Il importe de comprendre que subsiste souvent en nous un visage du pouvoir transmis dans la continuité d’une tradition des centaines de fois millénaire; et que cette tradition, on ne peut pas la rénover, on ne peut pas la transformer en un tour de main.
Il faut de la patience, mais il faut d’abord de la lucidité.
Il ne s’agit pas de vie privée, il ne s’agit pas de se retirer, ni de condamner, il s’agit de comprendre; et pour comprendre, écouter la nouveauté de l’Évangile, aller à la source, au puits de Jacob, entendre la Parole éternelle donnée à la Samaritaine, et découvrir cette source qui jaillit en nous en vie éternelle: le Dieu vivant.
Tous les malaises dont nous souffrons auront disparu, dans la mesure où ce diagnostic sera heureusement accompli, et où nous comprendrons que nous sommes appelés à un approfondissement merveilleux, à une découverte vitale de l’Évangile, à une rencontre originale avec Jésus-Christ.

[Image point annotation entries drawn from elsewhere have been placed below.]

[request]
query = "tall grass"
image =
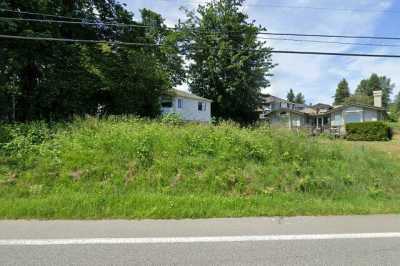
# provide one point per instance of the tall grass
(127, 167)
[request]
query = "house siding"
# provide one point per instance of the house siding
(189, 110)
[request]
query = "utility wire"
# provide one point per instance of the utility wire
(173, 28)
(330, 36)
(74, 22)
(154, 45)
(330, 42)
(3, 36)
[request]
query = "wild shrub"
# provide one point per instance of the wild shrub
(368, 131)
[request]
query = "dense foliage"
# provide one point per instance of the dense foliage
(365, 91)
(56, 80)
(368, 131)
(342, 92)
(227, 63)
(376, 83)
(123, 165)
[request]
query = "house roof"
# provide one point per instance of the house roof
(322, 106)
(188, 95)
(341, 107)
(288, 111)
(336, 108)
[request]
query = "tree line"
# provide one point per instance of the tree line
(364, 91)
(295, 98)
(215, 50)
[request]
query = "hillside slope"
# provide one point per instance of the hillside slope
(132, 168)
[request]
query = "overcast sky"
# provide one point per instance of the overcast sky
(315, 76)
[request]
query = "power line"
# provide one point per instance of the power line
(336, 54)
(74, 22)
(330, 42)
(74, 40)
(330, 36)
(37, 14)
(318, 8)
(155, 45)
(97, 23)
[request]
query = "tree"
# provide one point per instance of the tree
(374, 83)
(342, 92)
(227, 62)
(290, 96)
(299, 98)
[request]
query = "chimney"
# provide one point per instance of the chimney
(378, 98)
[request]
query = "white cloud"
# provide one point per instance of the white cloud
(315, 76)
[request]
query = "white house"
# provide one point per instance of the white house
(321, 117)
(189, 106)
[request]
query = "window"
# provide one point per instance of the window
(166, 104)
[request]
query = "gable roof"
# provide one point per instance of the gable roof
(341, 107)
(188, 95)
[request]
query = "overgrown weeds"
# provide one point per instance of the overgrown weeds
(118, 157)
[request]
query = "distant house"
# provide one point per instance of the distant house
(320, 117)
(189, 106)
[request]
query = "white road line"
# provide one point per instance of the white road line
(173, 240)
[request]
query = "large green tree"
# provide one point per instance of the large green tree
(375, 83)
(227, 63)
(56, 80)
(342, 92)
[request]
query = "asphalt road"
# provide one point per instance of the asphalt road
(359, 240)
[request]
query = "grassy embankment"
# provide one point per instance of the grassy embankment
(127, 168)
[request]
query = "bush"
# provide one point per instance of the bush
(368, 131)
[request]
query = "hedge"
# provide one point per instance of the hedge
(368, 131)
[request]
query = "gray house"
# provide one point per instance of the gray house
(189, 106)
(320, 117)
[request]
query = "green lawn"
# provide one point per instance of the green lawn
(131, 168)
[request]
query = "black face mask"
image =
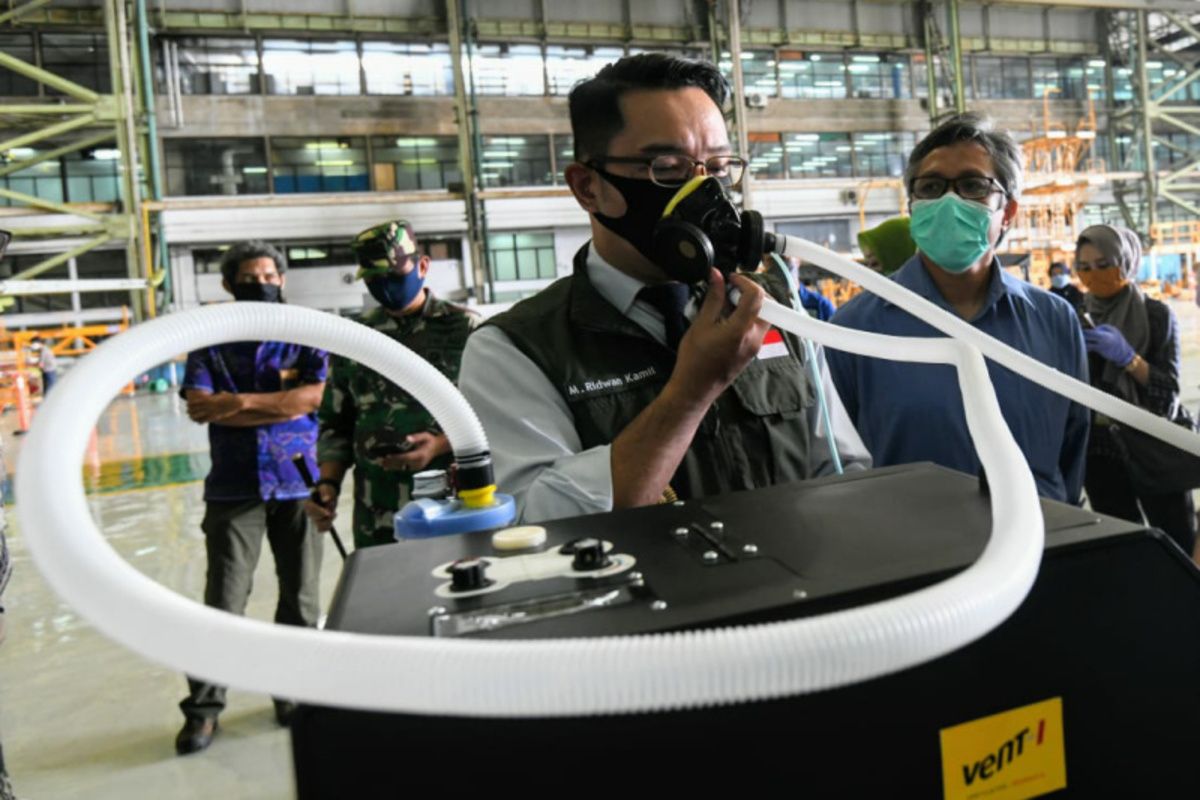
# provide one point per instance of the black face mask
(257, 292)
(645, 203)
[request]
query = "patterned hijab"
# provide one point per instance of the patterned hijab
(1126, 311)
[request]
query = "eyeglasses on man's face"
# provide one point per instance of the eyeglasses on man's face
(969, 187)
(676, 169)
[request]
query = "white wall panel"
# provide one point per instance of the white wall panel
(663, 12)
(401, 8)
(1074, 24)
(886, 18)
(534, 214)
(763, 13)
(585, 11)
(1015, 23)
(568, 242)
(197, 226)
(503, 10)
(807, 14)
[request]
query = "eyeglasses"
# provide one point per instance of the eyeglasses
(1084, 266)
(969, 187)
(671, 170)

Et en effet, le Dieu qui se révèle, ce n’est plus le Dieu des peuples, le Dieu des foules, le Dieu des rassemblements trépignants… c’est le Dieu des personnes, c’est le Dieu du coeur, c’est le Dieu crucifié par Amour pour nous. Dieu est en agonie depuis le début du monde et jusqu’à la fin, tant que notre coeur ne va pas à la rencontre du sien, dans une conversion de tout notre être à sa lumière infinie.
Nous pouvons donc, dans ce débat où nous sommes tous concernés, nous pouvons concevoir une immense espérance parce que nous sommes sollicités personnellement, nous sommes sûrs, en effet, si nous prenons le tournant, d’aller vers un avenir de magnifique fécondité.
Et ce tournant, Jésus lui-même nous montre la manière de le prendre: il s’agit justement de passer du dehors au-dedans, de découvrir un ciel intérieur à nous-mêmes, d’entrer en contact et en dialogue permanent avec le Visage bien-aimé, imprimé dans nos coeurs.